PARADOXOS E BALIZAS PARA A RACIONALIZAÇÃO DA PRESCRIÇÃO PENAL
Este artigo pretende analisar a (im)possibilidade de a prescrição penal ser obstada ou alargada em razão da desconsideração de marcos interruptivos pelo reconhecimento de nulidades processuais. A partir de um caso hipotético, adaptado de circunstâncias concretas verificadas em processos criminais recentes, propõe-se que deve prevalecer uma interpretação pro reo na análise prescricional nestas hipóteses, de modo que o afastamento de um marco interruptivo, destacadamente o recebimento da denúncia, nunca possa representar, na prática, um alargamento do lapso temporal em que é legítimo ao Estado buscar a punição pela prática do delito.
A Lei 12.234/2010 excluiu a possibilidade de prescrição da pretensão punitiva retroativa no período entre a data do fato e o recebimento da denúncia, calculada com base na pena aplicada em sentença ou acórdão condenatórios [1].

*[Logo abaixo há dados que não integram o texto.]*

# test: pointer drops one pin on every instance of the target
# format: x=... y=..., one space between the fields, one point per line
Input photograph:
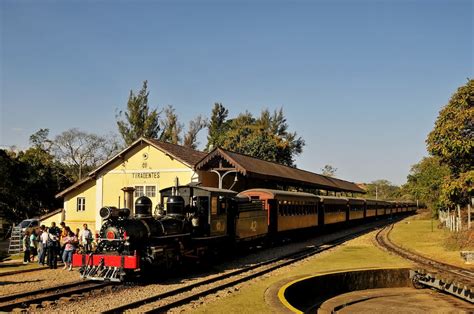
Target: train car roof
x=376 y=202
x=333 y=199
x=280 y=194
x=358 y=201
x=203 y=188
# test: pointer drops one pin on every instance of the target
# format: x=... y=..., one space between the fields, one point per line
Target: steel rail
x=459 y=286
x=23 y=300
x=385 y=242
x=15 y=272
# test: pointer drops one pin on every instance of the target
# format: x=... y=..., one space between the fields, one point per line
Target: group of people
x=48 y=243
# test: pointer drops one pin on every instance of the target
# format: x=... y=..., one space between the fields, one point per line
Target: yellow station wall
x=143 y=165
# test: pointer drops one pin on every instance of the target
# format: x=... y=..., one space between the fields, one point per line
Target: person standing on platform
x=53 y=249
x=86 y=238
x=44 y=245
x=54 y=229
x=70 y=242
x=33 y=245
x=26 y=247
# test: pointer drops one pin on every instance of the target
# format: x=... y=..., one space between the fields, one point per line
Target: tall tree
x=138 y=120
x=425 y=181
x=217 y=126
x=82 y=151
x=382 y=189
x=195 y=126
x=170 y=126
x=452 y=140
x=328 y=171
x=266 y=137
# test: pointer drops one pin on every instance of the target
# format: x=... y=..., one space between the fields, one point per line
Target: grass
x=418 y=236
x=358 y=253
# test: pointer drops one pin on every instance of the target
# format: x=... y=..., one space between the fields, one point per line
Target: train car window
x=203 y=203
x=214 y=205
x=222 y=205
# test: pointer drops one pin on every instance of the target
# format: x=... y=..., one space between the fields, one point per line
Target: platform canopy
x=221 y=160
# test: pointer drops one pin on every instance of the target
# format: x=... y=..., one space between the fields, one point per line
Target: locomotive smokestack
x=143 y=206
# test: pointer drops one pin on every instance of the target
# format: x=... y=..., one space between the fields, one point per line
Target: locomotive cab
x=205 y=208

Estando afastada tal forma de prescrição pela pena em concreto, até o recebimento da denúncia é possível apenas a prescrição da pretensão punitiva abstrata, regulada pela pena máxima cominada ao delito imputado, que normalmente ocorre em tempo muito superior.
Esta supressão de parcela da prescrição retroativa é criticada por diversos autores, dentre os quais Bitencourt (2015, p. 895-909) e Dotti (2010), que afirmam que padece de inconstitucionalidade, violando o princípio da proporcionalidade e a garantia da duração razoável do processo, e representaria a retomada de um movimento ocorrido durante a ditadura militar, quando o STF e o Congresso encamparam a perspectiva restritiva, que seria depois adotada na Lei 12.234/2010, contrariando o entendimento que vigorou a partir de precedentes do próprio Supremo Tribunal Federal do início da década 1970 e, posteriormente, da reforma da parte geral de 1984 (Lei 7.209/1984) até 2010 [2]. Em suma, para Dotti (2010), "A lei 12.234/10 traduz a ideologia penal que animou as ações do Estado autoritário que vigorou de 1964 a 1985".
Em que pese concordemos com as críticas, o presente texto busca apresentar propostas de interpretação para a solução de casos concretos no marco legal atual, em que a Lei 12.234/2010 se encontra vigente e é considerada válida pelos tribunais superiores [3], afastando-se pontualmente sua incidência ao gerar incoerências sistêmicas. Em outras palavras, busca-se uma redução de danos ou, na expressão de Christie (2016), limites à dor infligida pelo sistema penal em circunstâncias específicas.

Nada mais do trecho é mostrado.